Sarau do Porto em Fortaleza


Nos últimos anos, poetas e escritores invadiram cafés, livrarias, bares e espaços culturais para apresentar, declamar e performatizar suas poesia, assim, a máxima “a arte tem que ir aonde o povo está” foi e é vivida muito fortemente por esses entusiastas da literatura em nosso país.

Em cidades como São Paulo e Rio de Janeiro, é possível ir a um sarau quase semanalmente, em Fortaleza, mais timidamente, alguns grupos mantiveram essa efervescência poética acesa, a exemplo do Espaço Templo da Poesia que, durantes quatro anos, manteve suas portas abertas com saraus quinzenais.

O Sarau é como uma feira-livre, é lá onde o poeta ‘vende o seu peixe’, é lá onde se pode ter contato mais direto com seus leitores e ler nos olhos a teoria da recepção posta em prática. O público é uma espécie de termômetro, as palmas mais acaloradas são inevitáveis, um gritinho aqui e acolá.

Mas nem sempre foi assim, no período do romantismo europeu e brasileiro, sarau foi sinônimo de comedimento, falar poemas, acompanhado sempre de uma senhora ao piano, era um evento social da mais alta estima, um momento para o flerte e, quem sabe, para conquistar um editor ou um mecenas e conseguir publicar um livro.

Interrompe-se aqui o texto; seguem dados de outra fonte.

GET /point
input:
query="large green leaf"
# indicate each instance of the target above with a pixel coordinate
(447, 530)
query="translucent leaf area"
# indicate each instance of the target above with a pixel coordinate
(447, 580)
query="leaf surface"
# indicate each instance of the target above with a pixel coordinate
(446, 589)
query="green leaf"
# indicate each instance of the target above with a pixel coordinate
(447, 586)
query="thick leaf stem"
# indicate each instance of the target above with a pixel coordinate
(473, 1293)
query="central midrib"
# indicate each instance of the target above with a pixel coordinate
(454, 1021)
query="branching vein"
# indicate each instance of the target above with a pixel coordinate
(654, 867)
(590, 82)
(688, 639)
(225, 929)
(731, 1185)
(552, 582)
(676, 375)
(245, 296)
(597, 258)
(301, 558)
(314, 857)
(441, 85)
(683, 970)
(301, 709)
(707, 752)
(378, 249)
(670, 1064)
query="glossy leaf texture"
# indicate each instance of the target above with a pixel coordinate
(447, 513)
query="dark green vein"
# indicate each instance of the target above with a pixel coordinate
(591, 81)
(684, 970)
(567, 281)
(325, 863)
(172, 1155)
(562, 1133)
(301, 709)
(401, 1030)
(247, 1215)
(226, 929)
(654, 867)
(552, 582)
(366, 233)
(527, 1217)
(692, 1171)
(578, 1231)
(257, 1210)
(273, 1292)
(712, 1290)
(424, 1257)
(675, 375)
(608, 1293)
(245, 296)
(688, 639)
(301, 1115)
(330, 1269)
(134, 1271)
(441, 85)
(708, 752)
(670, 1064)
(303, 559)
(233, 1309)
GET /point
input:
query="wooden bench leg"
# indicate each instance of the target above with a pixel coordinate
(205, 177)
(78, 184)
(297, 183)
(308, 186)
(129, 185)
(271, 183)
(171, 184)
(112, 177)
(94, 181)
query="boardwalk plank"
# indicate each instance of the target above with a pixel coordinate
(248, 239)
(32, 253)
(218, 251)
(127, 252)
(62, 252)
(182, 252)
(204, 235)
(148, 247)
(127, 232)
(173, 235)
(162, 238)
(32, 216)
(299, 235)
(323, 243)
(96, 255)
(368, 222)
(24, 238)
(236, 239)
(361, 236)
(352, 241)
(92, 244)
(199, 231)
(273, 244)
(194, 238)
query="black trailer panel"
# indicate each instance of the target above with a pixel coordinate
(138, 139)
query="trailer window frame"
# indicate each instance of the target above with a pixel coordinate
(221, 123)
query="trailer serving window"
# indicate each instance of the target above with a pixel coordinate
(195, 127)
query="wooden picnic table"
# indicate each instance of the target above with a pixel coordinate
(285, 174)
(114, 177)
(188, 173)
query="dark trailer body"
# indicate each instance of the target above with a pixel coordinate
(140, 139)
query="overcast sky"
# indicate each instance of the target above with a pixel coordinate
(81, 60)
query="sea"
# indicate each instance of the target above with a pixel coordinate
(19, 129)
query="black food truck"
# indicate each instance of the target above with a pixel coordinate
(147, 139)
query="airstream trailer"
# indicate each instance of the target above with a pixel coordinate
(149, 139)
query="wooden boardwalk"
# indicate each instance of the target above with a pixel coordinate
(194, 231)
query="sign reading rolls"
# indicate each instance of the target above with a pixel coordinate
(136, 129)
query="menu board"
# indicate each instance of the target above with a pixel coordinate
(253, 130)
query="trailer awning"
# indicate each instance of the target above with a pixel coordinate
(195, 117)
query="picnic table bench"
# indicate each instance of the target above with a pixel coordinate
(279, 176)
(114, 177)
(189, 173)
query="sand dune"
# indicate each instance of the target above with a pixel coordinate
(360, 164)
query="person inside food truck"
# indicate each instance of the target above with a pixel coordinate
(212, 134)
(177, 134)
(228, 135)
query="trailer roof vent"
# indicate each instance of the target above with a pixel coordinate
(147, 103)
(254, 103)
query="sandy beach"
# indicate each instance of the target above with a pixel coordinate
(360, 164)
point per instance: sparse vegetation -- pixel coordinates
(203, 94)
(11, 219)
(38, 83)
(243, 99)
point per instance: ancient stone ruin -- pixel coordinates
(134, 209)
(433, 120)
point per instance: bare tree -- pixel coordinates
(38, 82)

Nessa perspectiva, inscreve-se o Sarau do Porto, que, de um lado, lembra as rodas de poesia do Centro Dragão do Mar de Arte e Cultura, que já foi um dos principais pontos de encontro de poetas do Ceará; do outro, renovando, injetando sangue novo, fazendo ousadias e mostrando que apesar de alguns estarem a agonizar nas lamúrias de um declínio da produção literária em nosso estado, a poesia ainda VIVE.

Cada Edição vai possuir um poeta cearense homenageado. Nas duas edições, pensadas para este evento, sugerimos os nomes do poeta Francisco Carvalho, falecido há pouco tempo, por ter sido um dos grandes expoentes da Literatura Cearense, do escritor Jose Alcides Pinto, pela obra que deixou ao povo cearense, ambos por ainda serem pouco lembrados na literatura brasileira.

O sarau receberá quatro convidados poetas, apostando na diversidade, sendo colocado, em um mesmo espaço, poetas jovens, publicados, não publicados, poetas populares, poetas marginais, poetas de "algum nome" e poetas não conhecidos. 

A cada recitação dos poetas, o músico convidado da noite executa uma peça musical e o Apresentador do Sarau recita um poema do Poeta homenageado da noite. Após os convidados da noite, é aberta a roda de leitura para o público que inscreveu trabalhos para ser lidos. Cada pessoa da plateia poderá recitar 1 poema, que será inscrito antes do início do Sarau.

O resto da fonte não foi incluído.